Мне было пятнадцать лет, когда я впервые увидела эту тетрадку. Люба взялась наводить порядок и нашла на дне комода. А меня от прикосновения к этим листам будто током прожгло. Будто вдруг почувствовала ее рядом. Все затрепетало, забилось внутри. Встреча…
Будто припала к ней, будто она обняла… Мама, мамочка…
Много воды утекло с тех пор – и в Неве, и в прочих реках.
Не совсем, конечно, дневник – дат не хватает, многие записи явно сделаны позже. Многое дополнено в те последние два года, когда она уже не вставала.

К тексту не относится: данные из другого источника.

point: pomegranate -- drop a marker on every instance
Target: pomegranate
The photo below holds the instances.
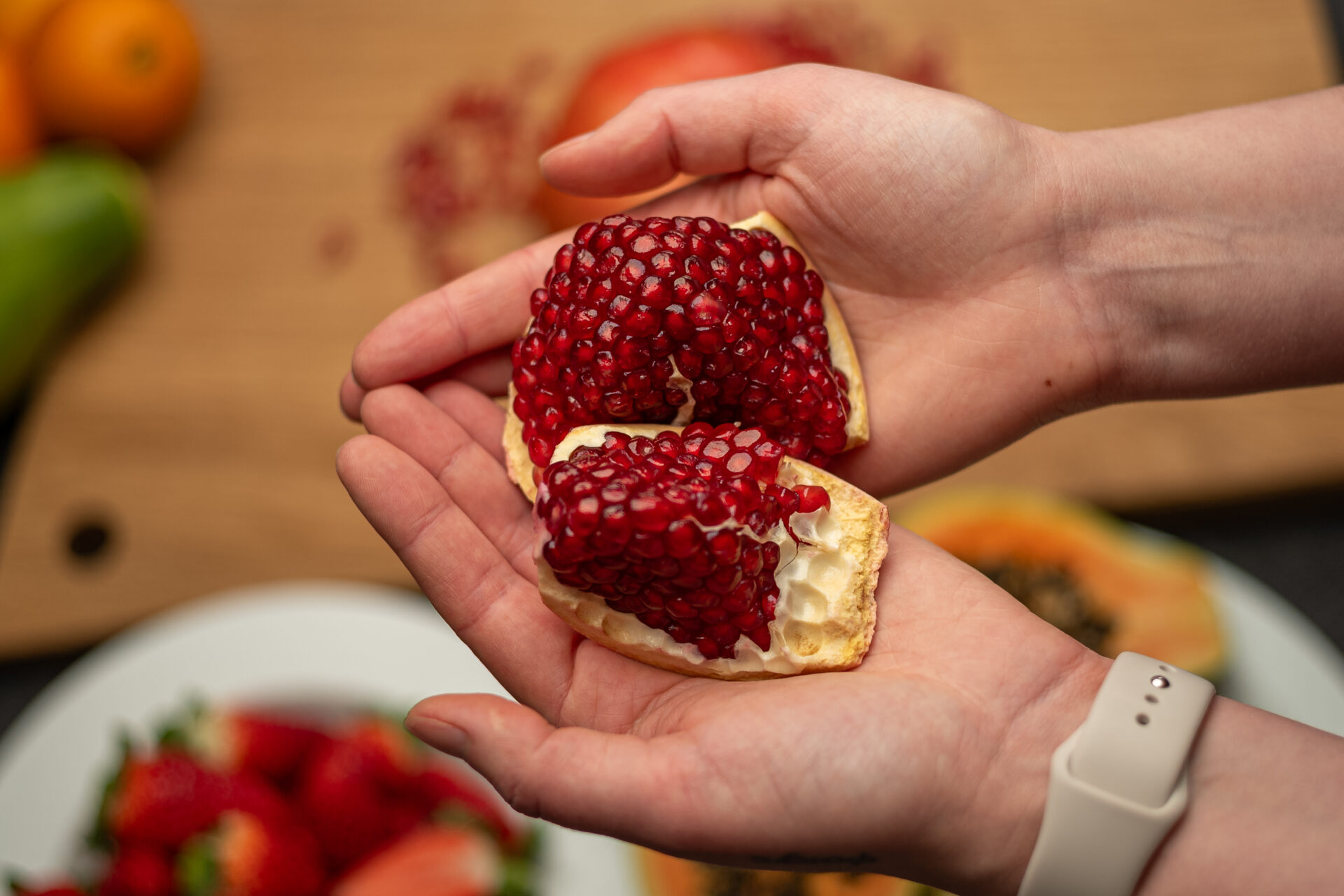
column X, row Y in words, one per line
column 708, row 551
column 683, row 320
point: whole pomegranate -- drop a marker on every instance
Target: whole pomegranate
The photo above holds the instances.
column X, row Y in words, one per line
column 683, row 320
column 708, row 551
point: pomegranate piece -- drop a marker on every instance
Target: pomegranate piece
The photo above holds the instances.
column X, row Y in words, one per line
column 689, row 532
column 686, row 318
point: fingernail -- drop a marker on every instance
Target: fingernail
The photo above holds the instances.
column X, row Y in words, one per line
column 571, row 141
column 441, row 735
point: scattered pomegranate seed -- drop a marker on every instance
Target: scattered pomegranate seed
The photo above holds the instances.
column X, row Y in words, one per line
column 672, row 528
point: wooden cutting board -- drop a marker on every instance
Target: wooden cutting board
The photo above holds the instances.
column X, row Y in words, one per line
column 194, row 422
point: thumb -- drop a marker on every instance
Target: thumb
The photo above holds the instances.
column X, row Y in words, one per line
column 573, row 777
column 750, row 122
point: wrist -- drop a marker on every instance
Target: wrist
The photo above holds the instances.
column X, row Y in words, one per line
column 1206, row 250
column 997, row 828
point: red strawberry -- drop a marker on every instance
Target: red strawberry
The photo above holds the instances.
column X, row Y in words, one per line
column 166, row 798
column 251, row 741
column 448, row 793
column 162, row 799
column 249, row 856
column 393, row 755
column 257, row 796
column 139, row 871
column 356, row 792
column 49, row 890
column 430, row 862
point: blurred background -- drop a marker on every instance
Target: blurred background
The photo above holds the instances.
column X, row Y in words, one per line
column 206, row 203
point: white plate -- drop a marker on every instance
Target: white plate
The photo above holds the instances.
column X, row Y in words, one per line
column 387, row 647
column 363, row 643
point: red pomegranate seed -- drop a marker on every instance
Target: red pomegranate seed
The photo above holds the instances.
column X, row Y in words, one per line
column 667, row 528
column 738, row 315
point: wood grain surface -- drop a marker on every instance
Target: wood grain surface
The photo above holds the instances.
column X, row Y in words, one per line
column 197, row 419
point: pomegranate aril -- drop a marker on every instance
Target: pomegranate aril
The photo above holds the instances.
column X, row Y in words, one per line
column 628, row 526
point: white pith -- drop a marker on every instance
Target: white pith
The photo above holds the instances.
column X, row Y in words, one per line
column 816, row 578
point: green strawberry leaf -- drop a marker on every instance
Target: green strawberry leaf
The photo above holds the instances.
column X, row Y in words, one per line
column 198, row 867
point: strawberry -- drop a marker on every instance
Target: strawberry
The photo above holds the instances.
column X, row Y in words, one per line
column 435, row 862
column 50, row 890
column 163, row 799
column 358, row 790
column 251, row 741
column 160, row 799
column 448, row 796
column 139, row 871
column 249, row 856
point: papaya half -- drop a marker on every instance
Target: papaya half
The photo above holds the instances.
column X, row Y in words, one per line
column 69, row 225
column 1109, row 584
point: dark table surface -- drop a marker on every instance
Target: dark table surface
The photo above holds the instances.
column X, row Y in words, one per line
column 1294, row 543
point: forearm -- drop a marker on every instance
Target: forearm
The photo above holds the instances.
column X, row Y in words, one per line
column 1210, row 248
column 1264, row 812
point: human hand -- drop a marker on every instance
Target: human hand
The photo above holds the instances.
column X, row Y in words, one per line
column 929, row 761
column 930, row 216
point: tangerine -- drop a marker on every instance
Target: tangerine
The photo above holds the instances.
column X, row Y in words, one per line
column 616, row 80
column 18, row 124
column 118, row 70
column 20, row 19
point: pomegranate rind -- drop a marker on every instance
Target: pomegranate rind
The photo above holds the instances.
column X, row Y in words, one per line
column 843, row 358
column 830, row 634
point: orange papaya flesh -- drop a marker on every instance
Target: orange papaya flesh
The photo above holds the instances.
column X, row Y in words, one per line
column 1142, row 592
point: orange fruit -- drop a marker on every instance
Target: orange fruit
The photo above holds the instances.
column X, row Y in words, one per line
column 20, row 19
column 118, row 70
column 18, row 124
column 622, row 76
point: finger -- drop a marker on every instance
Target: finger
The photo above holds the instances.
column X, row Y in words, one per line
column 488, row 372
column 477, row 312
column 750, row 122
column 479, row 415
column 470, row 476
column 574, row 777
column 351, row 396
column 475, row 589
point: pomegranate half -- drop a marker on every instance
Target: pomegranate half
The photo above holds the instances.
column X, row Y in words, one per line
column 683, row 320
column 707, row 551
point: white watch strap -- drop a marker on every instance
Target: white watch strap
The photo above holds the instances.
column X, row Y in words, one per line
column 1119, row 782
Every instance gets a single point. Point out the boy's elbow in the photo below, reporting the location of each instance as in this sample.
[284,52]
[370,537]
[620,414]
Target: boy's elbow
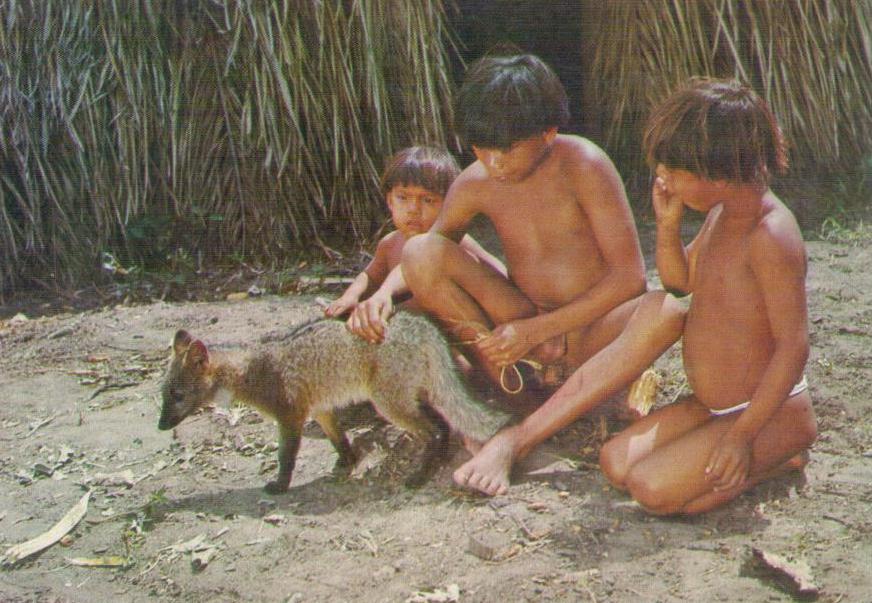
[633,282]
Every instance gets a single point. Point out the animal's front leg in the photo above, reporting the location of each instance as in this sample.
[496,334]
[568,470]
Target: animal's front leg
[289,445]
[329,423]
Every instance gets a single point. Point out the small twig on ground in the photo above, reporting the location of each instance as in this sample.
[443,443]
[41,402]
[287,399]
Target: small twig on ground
[109,386]
[41,424]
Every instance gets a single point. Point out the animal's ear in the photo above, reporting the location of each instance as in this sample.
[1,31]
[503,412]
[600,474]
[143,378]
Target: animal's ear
[197,353]
[181,341]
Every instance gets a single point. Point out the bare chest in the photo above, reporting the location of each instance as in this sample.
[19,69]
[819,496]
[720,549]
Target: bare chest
[724,282]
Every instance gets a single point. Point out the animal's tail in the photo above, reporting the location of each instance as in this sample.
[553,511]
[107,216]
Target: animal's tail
[451,398]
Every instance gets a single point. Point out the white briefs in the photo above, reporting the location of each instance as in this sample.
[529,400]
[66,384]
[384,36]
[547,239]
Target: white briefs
[797,389]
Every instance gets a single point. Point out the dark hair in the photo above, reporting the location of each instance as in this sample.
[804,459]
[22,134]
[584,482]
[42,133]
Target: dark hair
[428,167]
[718,129]
[505,99]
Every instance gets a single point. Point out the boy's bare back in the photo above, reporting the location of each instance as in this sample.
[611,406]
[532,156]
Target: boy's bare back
[559,226]
[747,273]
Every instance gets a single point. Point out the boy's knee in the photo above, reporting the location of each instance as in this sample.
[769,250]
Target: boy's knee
[653,497]
[664,312]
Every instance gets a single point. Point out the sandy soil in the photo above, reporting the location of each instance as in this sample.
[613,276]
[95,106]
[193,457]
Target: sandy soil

Может быть, издам когда-нибудь и укажу: /Благодаря любезной помощи голландского посольства… /Благородные люди. Воистину заслужили всякия почести и благодарности. Никто их не принуждал. По собственной доброй воле взваливали на себя дипломатические неудобства и хлопоты, помогали нам выбраться из окаянной пропасти беспамятства, очнуться от дурного/ /сомления. А кто мы им? Не родственники и даже не однофамильцы…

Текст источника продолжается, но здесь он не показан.